Invariablement, sur ce chemin devenu sente, je commençai à chauffer et, à cette heure-ci, je m’interrogeai sur la fin d’étape. Alors, sur la route, je consulte assez fréquemment ma position GPS pour trouver un endroit où reprendre quelques forces. La fatigue commence là à se faire sentir. Le lieu vient finalement s’imposer à moi : il s’agit des ruines du Couvent de San Antón. L’endroit est parfait pour une halte, pour reprendre quelques forces avant d’arriver à l’auberge car jusque-là, rares ont été les endroits propices pour une pause. Je reste là une petite demi-heure car les conditions sont bonnes pour se déchausser, se désaltérer et casser la croûte. Je profite pour visiter un peu cet endroit iconique, où l’arche principale passe sur la petite route menant à Castrojeriz.
Au vu de l’affluence des pèlerins passant par-là, je me prépare pour repartir en direction du village d’arrivée. Gerd et Daniela arrivent et nous nous saluons une dernière fois chaleureusement. Gerd mobilise tout son anglais pour me dire « you’re a good man » et ému et touché par cette remarque qui vient du fond du cœur, je lui retourne le compliment en le pensant sincèrement. Il n’y a parfois pas besoin de connaître profondément les gens pour ressentir leur âme. Avec les deux allemands, une connexion s’était effectuée il y a longtemps, mais je savais que je ne les reverrai plus. Pour ne rien cacher, je les apercevrai encore deux fois sur le chemin après ce moment-là, mais je ne les retrouverai pas, pour conserver intact ce joli moment vécu là, sur le Camino.
Je reprends ma route, en solitaire, et laisse les pèlerins profiter des ruines et des mystères qu’elles ont à offrir. Après une dernière courbe à droite, le Castillo (château) de Castrojeriz se devine aisément sur la butte, et je peux apercevoir le village bâti sous la protection de l’enceinte. Il reste environ trois kilomètres quasiment à plat, la vallée s’ouvre et je les effectue sans peine jusqu’à parvenir, sur la droite, à l’auberge La Rinconada.
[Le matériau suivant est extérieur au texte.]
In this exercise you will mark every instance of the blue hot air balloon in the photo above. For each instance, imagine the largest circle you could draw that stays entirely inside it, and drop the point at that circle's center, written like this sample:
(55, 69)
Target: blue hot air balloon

La vie à l’auberge : Sans atteindre la chaleur de la réception de la veille, la réception est correcte et, particularité de cette auberge, il y a une terrasse extérieure, protégée de la pluie par un toit, pour laisser ses chaussures de randonnée. La réceptionniste me fait la visite guidée des lieux, avec un hébergement toujours à l’étage, et une couchette toujours superposée, dans une chambre où je retrouve le Texan que j’avais rencontré la veille.
Dans cette auberge blanche et moderne à l’intérieur, collant parfaitement à la sensation de pureté, je file sous l’eau chaude et lave le linge pour l’avant-dernière fois, puis le met à sécher sur les barreaux métalliques du lit superposé. L’âme de l’endroit est différente de l’auberge El Alfar que je venais de quitter. Elle est plus fonctionnelle d’un côté, moins chaleureuse de l’autre, sans être pour autant quelconque ni froide. Le personnel est à l’image de l’auberge, relativement accueillant. Cette fois, je ne vais pas opter pour un repas communautaire, et je vais partir au supermarché Proxim pour me réapprovisionner. Adriana, qui est passée là il y a deux jours avant de prendre la route pour Boadilla del Camino, m’a conseillé de visiter le village, un des plus beaux qu’elle ait rencontrés sur le chemin. Comme le supermarché est à l’autre bout du village, à 1,5 kilomètre exactement, j’aurai bien le temps de me faire une idée.
Voilà que l’expérience m’apporte deux contre-vérités. J’avais écouté la réceptionniste en lui demandant où se trouvait le supermarché, et elle m’avait donné la bonne indication. Mais sur la Carretera de Hontanas, qui traverse le village par la partie basse, il n’y a rien de mémorable. J’arrive au petit magasin un peu déçu par ce que j’ai vu, et je me dis alors que le plus beau se cache peut-être un peu plus haut. Au vu de la distance à parcourir pour cette halte mercantile, trois kilomètres donc, il est hors de question pour moi de puiser dans mes forces restantes, ni de transpirer. En effet, il reste une soirée à vivre et une étape à effectuer le lendemain, même si c’est la dernière.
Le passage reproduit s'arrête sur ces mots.